Legg targets deep holes with riffles above them, or a pocket pool to the side. “They like to sit in there and watch something go by and go out and get it,” he said. Legg said he had the most luck with fallfish around 10:30 or 11:30 a.m., when the sun comes out and the water warms a bit.

When asked what tips he had for anglers keen to catch trophy fish or record fish, Legg’s advice is simple. “Time on the water. Go fishing often, and eventually you’ll get them biting,” he said.

The Virginia Angler Recognition Program Goes Online-Only

On the average, Virginia anglers measure more than 6,000 trophy-size freshwater fish annually. Their accomplishments are recognized by the Virginia Department of Wildlife Resources (DWR) through the Virginia Angler Recognition Program (VARP). Since 1963, when the program began, more than 250,000 trophy fish awards have been issued.

Beginning on Jan. 1, 2021, all submissions to the Angler Recognition Program must be made online through an angler’s Go Outdoors Virginia customer profile. Simply log into your Go Outdoors Virginia account and click on the “Add Catch” tile. Enter the details of your catch and check out—it’s that easy!
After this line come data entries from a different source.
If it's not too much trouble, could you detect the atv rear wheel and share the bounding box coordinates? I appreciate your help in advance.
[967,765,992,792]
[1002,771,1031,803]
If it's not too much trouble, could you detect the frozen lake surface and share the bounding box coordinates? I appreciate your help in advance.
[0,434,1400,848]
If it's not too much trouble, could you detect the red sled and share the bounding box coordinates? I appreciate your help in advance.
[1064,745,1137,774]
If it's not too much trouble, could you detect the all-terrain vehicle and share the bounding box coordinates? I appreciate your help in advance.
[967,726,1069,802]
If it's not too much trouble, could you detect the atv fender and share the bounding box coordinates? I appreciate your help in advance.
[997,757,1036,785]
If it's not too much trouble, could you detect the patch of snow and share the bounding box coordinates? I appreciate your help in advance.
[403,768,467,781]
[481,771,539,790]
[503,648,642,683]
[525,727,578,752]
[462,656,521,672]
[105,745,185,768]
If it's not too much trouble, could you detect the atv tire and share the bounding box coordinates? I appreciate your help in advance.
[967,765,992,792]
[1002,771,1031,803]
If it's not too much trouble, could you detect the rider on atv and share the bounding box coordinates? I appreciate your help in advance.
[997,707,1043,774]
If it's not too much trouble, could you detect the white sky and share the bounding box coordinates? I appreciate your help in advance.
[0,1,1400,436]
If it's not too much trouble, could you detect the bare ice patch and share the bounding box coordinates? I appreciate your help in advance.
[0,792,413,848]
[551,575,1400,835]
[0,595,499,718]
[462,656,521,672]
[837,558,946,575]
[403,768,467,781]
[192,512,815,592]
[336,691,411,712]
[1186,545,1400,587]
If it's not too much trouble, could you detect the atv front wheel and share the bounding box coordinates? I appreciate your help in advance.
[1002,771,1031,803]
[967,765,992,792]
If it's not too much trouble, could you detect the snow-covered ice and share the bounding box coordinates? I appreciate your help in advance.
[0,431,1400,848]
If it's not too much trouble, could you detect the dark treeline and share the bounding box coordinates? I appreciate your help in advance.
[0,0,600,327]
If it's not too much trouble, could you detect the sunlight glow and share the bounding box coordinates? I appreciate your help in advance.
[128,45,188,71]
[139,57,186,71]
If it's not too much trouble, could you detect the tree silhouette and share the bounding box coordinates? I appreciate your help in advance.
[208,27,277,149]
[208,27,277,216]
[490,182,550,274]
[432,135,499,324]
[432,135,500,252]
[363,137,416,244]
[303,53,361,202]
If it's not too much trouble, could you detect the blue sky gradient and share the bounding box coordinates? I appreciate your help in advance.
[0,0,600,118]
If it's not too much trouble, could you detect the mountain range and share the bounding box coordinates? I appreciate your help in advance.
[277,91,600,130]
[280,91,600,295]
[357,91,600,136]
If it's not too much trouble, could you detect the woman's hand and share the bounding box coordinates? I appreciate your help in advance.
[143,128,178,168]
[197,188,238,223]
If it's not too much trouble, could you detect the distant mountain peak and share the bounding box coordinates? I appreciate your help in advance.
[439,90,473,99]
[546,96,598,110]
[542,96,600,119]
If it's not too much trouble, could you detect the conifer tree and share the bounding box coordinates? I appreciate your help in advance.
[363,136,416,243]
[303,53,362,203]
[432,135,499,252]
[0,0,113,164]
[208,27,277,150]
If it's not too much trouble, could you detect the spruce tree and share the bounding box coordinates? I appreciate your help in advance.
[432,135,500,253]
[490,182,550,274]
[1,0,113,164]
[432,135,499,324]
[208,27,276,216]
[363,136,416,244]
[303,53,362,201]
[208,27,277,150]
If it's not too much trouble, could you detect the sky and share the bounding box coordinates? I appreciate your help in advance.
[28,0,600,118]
Printed fish citation certificates will no longer be mailed from DWR to the angler. Anglers now have the ability to view and print their fish citations from their Go Outdoors Virginia account at home.

Citations include:

  • Trophy Fish Awards: Certificates for registration of trophy-size fish
  • Expert Angler: To establish a standing as a lifetime “Expert,” anglers must document their fishing skills by landing and registering 10 trophy-size fish of the same species. The angler receives a species-specific patch and a certificate.
  • Master Angler: When an angler catches five trophy-size fish of different species, he/she is automatically recognized as a Master Angler I. There are five successive levels of Master Angler recognition. To ascend in rank the angler must catch five different trophy-size fish for each level of recognition. At each level the angler will receive a different Master Angler certificate and patch.
    • Master Angler I = 5 trophy fish of different species
    • Master Angler II = 10 trophy fish of different species
    • Master Angler III = 15 trophy fish of different species
    • Master Angler IV = 20 trophy fish of different species
    • Master Angler V = 25 trophy fish of different species
    • Master Angler VI = 30 trophy fish of different species
  • Angler of the Month: Pins for registration of the largest trophy fish of each species, by certified weight, each month
  • Angler of the Year: Pins for registration of the largest trophy fish of each species, by certified weight, each year
  • Creel of the Year: Recognizes the angler who catches and registers the most trophy-sized fish from January 1 through December 31, annually
  • State Record Fish: Recognizes the largest (by weight) certified in-state catch of freshwater species

New species added to the Angler Recognition Program in 2020 include black crappie, white crappie, saugeye, fallfish, bluegill, redear sunfish, and other sunfish.

Information about the Angler Recognition Program, including the program rules, trophy fish size chart, and how to certify a trophy-size fish, can be found online.